The move toward dimensional pricing continues. FedEx Corp. recently made headlines by announcing that starting Jan. 1, 2015, it would price ground parcel shipments measuring less than three cubic feet by size rather than weight. This will likely result in significant rate increases for lightweight, bulky shipments that take up a lot of space in the company's vans.
FedEx is far from the first to go the dimensional pricing route. Old Dominion Freight Line (ODFL) pioneered the practice in less-than-truckload (LTL) transportation a few years ago. More recently, UPS Freight, the LTL unit of UPS Inc., rolled out a density-based pricing program for interested shippers. Now, LTL carrier YRC Worldwide has similar plans. The company expects to install 38 automated "dimensioners" to measure and weigh items at some of its YRC Freight terminals by year's end. YRC also has a pilot program to install dimensioners at some locations operated by its YRC Regional unit, CFO Jamie Pierson said in a conference call to discuss the company's first-quarter results.

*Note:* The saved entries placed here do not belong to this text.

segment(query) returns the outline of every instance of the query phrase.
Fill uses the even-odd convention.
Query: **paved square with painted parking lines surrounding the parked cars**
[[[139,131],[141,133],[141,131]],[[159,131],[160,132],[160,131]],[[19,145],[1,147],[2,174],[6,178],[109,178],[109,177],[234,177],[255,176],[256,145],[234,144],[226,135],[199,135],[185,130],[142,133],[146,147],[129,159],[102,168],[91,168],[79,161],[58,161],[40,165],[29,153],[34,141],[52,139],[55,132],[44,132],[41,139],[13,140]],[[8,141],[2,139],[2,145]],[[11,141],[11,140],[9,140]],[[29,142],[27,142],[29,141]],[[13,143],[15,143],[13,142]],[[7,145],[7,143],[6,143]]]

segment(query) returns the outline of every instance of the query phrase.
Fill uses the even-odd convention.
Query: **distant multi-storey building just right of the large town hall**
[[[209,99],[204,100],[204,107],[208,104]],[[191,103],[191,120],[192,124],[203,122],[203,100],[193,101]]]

Pierson told analysts that the dimensioner technology helps the company more accurately measure the cubic volumes of a larger percentage of its shipments. "The capture of precise shipment dimensions improves our ability to determine the true cost of each shipment based on weight and space utilized," Pierson said during the call. And in words that won't be music to the ears of pillow, lampshade, and feather shippers—whose lightweight products have long been priced by weight rather than by cubic volume—Pierson added that the equipment "positions us to accommodate a shift in the market toward density-based pricing methodologies."